Goldman increased its projection for New York prices for 2006 from $55 a barrel. The forecast for $60 oil for the ``long term'' was raised from $45 because companies aren't investing enough in new supply, according to the Aug. 17 report from the firm's commodity research analysts, including Steve Strongin in New York and Jeffrey Currie in London.
``Reinvestment rates if anything appear to be falling not rising,'' the report said. Higher taxes, a shortage of rigs and workers and a lack of available oil and gas reserves are all driving up costs, the analysts said.
Goldman Sachs earlier this year was criticized after an equity analyst there, Arjun N. Murti, said oil prices could experience a ``super spike'' to $105 a barrel should supplies be disrupted from the Middle East. Goldman is one of Wall Street's two largest commodity traders, along with Morgan Stanley.
Goldman and Morgan Stanley each get more than $1 billion a year in revenue in the $60 billion-a-day energy-trading market, according to estimates by Sanford C. Bernstein & Co. analyst Brad Hintz in New York.
Oil for September delivery on the New York Mercantile Exchange was trading at $63.77 a barrel at 11:23 a.m. London time, having dropped from a record $67.10 last week, a record for a contract nearest to expiration. Oil futures for delivery in December 2007 traded at $61.34 today.
Will Companies Follow?
The potential for oil prices to fall back to levels seen in earlier years may be delaying investment, the Goldman report said. New York crude fetched about $26 in 2002, compared with its average so far this year of $53.72.

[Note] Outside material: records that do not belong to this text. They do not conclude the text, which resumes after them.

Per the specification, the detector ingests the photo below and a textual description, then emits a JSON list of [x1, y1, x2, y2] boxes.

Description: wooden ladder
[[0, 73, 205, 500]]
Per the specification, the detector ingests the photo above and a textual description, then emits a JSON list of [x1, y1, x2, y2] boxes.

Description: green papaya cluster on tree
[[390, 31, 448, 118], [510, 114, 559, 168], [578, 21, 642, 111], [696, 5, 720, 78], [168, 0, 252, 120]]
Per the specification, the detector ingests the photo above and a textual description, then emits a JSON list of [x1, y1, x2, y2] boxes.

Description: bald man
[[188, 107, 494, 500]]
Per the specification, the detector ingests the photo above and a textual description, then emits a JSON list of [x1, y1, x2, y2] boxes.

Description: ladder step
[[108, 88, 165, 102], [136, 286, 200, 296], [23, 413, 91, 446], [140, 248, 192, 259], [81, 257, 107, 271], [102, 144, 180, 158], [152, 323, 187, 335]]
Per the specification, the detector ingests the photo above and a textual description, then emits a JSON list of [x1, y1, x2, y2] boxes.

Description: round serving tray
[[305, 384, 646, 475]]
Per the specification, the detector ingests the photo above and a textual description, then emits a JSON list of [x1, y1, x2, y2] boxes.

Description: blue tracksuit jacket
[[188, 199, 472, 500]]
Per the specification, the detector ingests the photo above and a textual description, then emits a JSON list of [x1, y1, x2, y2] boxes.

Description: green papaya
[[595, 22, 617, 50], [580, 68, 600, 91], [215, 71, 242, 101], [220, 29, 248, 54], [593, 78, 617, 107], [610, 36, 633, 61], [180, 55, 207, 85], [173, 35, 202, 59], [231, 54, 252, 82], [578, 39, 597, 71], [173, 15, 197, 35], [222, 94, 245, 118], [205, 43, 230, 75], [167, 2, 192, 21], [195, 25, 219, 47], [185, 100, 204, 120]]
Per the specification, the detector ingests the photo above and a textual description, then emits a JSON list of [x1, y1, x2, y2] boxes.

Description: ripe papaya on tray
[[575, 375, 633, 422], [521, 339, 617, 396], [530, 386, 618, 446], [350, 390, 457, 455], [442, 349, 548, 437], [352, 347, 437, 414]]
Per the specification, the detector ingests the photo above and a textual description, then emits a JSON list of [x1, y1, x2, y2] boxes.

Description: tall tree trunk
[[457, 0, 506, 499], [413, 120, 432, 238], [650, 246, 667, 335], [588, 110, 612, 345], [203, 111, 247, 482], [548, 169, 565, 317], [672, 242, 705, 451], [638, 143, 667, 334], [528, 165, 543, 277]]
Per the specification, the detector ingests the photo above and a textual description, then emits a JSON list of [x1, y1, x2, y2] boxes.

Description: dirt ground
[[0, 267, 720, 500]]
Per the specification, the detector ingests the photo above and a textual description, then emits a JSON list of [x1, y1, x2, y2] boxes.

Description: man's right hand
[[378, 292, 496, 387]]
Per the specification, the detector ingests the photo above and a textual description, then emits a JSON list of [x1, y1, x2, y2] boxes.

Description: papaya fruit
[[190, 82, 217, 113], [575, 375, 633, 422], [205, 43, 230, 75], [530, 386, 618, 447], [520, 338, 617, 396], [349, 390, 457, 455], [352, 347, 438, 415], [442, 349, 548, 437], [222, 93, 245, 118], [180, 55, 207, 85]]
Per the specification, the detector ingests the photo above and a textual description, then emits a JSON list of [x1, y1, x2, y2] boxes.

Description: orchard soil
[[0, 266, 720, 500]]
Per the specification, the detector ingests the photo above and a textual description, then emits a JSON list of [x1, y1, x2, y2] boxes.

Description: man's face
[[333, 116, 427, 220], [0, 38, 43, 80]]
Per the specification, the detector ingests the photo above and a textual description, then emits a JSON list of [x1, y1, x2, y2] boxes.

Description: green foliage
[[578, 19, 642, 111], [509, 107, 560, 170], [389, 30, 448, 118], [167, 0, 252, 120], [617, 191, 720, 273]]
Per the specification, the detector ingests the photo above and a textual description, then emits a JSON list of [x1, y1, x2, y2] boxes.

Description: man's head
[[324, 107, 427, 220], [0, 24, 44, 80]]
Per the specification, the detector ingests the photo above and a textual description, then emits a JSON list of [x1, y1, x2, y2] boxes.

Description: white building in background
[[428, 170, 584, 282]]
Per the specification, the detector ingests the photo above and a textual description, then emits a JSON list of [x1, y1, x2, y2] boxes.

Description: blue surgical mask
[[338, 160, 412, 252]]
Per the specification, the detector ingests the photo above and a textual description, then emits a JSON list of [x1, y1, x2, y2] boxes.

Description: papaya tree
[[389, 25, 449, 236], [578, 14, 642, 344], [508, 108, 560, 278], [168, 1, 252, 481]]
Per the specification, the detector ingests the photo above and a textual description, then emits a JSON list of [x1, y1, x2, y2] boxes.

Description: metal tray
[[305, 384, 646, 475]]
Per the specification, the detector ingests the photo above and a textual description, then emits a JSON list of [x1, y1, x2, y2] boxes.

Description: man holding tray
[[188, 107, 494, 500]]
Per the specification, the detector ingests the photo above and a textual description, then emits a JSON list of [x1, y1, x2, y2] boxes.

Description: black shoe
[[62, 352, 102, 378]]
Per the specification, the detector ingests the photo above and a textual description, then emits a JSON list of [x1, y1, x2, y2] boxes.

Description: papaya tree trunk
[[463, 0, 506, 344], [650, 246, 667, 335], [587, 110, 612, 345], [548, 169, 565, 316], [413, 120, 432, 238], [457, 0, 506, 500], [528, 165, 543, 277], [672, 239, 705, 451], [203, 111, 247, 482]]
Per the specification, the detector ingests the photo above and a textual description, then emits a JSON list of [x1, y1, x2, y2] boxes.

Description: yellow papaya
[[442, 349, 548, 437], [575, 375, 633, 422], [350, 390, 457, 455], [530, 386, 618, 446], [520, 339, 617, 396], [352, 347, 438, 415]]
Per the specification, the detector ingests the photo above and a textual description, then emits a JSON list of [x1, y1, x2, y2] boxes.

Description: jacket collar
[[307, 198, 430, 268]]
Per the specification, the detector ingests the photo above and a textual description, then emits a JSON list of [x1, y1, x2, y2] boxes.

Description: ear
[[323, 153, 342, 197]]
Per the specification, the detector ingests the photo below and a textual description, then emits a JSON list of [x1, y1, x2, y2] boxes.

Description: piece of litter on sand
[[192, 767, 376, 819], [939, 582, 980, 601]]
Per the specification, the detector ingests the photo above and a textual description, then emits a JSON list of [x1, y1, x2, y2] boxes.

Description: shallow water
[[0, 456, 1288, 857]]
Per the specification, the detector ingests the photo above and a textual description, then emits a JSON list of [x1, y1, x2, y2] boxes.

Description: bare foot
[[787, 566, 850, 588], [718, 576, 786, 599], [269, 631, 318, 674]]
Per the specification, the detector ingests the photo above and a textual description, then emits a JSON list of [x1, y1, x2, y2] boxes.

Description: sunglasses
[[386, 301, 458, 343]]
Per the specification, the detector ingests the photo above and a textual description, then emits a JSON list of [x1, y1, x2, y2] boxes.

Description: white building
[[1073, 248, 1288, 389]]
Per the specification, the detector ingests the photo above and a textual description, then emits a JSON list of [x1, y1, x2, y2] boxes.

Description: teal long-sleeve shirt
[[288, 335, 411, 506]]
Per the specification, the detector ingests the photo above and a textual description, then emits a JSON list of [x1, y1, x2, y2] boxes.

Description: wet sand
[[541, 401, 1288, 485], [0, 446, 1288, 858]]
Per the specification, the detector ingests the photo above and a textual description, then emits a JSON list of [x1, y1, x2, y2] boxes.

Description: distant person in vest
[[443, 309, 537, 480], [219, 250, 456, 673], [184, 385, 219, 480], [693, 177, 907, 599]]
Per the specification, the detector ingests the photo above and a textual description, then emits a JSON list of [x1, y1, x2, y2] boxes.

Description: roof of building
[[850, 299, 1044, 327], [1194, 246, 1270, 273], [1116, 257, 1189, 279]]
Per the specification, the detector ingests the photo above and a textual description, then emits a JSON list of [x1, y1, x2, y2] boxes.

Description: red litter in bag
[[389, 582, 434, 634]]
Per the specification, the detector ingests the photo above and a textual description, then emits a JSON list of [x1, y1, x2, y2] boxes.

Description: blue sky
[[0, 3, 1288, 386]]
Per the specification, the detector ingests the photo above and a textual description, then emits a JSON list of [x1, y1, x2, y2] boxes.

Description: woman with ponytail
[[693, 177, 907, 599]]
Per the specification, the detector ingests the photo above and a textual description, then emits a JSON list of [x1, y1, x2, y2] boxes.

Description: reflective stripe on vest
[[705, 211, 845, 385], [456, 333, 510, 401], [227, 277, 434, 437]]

Oil companies may soon follow the investment banks in planning for higher prices, Tor Kartevold, an oil market analyst at Statoil ASA, Norway's biggest oil company, said in a telephone interview from Stavanger. Such a decision would allow greater investment and help justify acquisitions.
``Historically investment banks have been quite influential in the thinking of the oil companies,'' Kartevold said in a telephone interview from Stavanger. ``The oil industry still uses prices of something between $20 and the low $30s. So there is a huge gap between the futures market and the current price assumptions of the oil companies.''
Statoil has told investors it uses an oil price assumption of between $25 and $30 a barrel for the long term, or beyond 2009. BP Plc Chief Executive John Browne on July 26 said prices are likely to drift back toward $40 a barrel.